そしてまるで話を変えるかのように紡いだ言葉は。


「だから私が皇帝になるんだよ」


 ぶどうを頬張り、しばらく二人は沈黙する。


「ごめん、ロード。俺の身勝手な行動で……俺が言うのもなんだが、大丈夫なのか?」


「今日この惨状をか? はっきり言って最悪だな」


「うっ」


「ふっ。だがなぜだろうな、悪くない気分だよ。まぁ相当な不利を負うことになったが私が何とかしよう」


「ごめん……」


「次からはもう少し考えて行動するようにだな。とはいってもまた同じ場面が来たら君は同じ行動をするんだろう?」


「…あぁ」


「まったく……大変な騎士を選んでしまったかな…」


 その顔はどこか嬉しそうなロード。


 そういってすべてのぶどうを平らげた二人。

剣也はロードをKOGに乗せて軍事キャンプへと戻る。


 戻った先にはジン含めて多くのアースガルズ人たちが剣也を見る。

畏怖、恐怖、怒り。

あらゆる感情を剣也に向ける、敵として。


 するとロードが前に出て話し出す。


「今日のことだが……私が命令した。抵抗しないものを殺すなと」


「なぁ!?」


 その言葉に剣也はなにをとロードを見るが、黙っていろという雰囲気で睨まれるので黙ることにする。

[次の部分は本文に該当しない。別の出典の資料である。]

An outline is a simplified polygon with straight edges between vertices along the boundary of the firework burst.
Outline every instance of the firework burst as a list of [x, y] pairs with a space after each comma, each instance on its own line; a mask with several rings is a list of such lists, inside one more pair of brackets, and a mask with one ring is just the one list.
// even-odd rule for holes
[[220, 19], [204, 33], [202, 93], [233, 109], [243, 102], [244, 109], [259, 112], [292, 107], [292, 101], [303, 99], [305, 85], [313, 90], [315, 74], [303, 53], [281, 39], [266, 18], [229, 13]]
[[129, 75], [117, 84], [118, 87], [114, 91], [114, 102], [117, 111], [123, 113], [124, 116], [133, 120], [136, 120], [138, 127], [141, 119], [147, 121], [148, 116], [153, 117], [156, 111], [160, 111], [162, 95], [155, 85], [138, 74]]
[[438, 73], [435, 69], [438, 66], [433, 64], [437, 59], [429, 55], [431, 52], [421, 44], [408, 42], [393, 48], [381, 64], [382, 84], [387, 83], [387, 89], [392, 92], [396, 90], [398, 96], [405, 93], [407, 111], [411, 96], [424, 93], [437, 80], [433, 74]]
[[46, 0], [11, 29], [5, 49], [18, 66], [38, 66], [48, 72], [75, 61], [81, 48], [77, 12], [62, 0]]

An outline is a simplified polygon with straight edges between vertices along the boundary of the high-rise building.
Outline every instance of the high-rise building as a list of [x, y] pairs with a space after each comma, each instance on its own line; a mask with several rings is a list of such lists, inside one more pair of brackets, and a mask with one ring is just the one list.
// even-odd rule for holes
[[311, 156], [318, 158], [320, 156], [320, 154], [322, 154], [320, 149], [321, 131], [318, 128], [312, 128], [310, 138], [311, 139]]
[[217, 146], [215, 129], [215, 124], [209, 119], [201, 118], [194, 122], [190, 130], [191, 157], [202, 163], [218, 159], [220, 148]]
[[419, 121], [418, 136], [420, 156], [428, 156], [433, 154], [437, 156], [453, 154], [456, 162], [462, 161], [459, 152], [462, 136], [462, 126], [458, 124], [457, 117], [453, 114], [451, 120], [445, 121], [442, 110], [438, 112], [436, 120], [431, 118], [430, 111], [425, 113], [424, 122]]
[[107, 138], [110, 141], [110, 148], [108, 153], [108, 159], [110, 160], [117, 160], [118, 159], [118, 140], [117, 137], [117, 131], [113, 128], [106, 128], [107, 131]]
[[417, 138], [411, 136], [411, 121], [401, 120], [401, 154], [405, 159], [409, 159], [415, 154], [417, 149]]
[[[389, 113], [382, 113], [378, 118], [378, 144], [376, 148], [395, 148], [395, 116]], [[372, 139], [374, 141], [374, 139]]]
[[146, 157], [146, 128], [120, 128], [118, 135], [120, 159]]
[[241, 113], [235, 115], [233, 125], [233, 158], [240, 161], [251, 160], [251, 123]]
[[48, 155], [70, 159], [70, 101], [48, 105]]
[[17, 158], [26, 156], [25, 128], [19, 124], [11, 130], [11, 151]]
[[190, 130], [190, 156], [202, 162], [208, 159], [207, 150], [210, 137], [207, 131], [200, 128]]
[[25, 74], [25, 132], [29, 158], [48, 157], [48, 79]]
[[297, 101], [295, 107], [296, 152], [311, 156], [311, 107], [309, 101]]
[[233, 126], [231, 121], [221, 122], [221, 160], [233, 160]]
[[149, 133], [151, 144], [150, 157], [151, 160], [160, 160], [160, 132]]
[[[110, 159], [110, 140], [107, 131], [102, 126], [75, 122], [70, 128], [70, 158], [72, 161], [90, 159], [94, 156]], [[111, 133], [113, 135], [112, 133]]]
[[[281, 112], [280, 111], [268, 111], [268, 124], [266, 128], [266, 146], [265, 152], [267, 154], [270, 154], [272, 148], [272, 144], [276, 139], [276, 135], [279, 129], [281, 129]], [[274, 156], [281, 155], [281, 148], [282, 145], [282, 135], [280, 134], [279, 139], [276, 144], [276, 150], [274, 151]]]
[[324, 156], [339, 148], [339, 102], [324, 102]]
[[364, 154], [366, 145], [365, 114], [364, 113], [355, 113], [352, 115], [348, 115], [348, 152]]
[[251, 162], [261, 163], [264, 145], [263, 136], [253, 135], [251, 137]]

「私が捕虜に対して行ってきた行動を知る者も多いはずだ。だから私の騎士には同じことを求めている。今回兄上の命令と異なってしまったがこれは私と兄上のミスだ。ソードは私の騎士として私に忠誠を誓った結果であり彼に非はない。どうか許してやって欲しい」


 すると軍人達が「なるほど」と得心が言ったと納得していく。

ロードが投降したものに対して寛容であることはアースガルズ中が知っている。

ならばその騎士のソードも同じような行動をとっても仕方ない。


 オーディンの命令では殺せとあったが、ロードも皇族でありロードの騎士というのならロードの命令を守るほうが自然だろう。

ならば今日の行動も理解できる内容だった。


 不幸な指揮系統のミスが起こした不慮の事故。

ならば仕方がないと無理やり納得させる。

幸いにもケガ人は0であり、すべての責任はロードが取るとまでいっているのだからこれ以上怒る理由もない。


 むしろ忠義に厚い男としての評価が上がる。


「そうか、ソード。そういうことだったんだな。すまない」


「ごめんよ、ソード君。そういう事情があったんだね」


 ジンとリールベルトも剣也に謝る。


「い、いえ。俺の説明不足でしたから。俺こそ剣を向けてすみませんでした!」


 剣也の頭を下げる。

これにて、この件はひとまずの決着を迎える。


(これでこの場はなんとかなる。しかし兄上がただで済ませるはずがない……帝国剣武祭に影響しなければいいが…いや。必ず切ってくるだろう、このカードを)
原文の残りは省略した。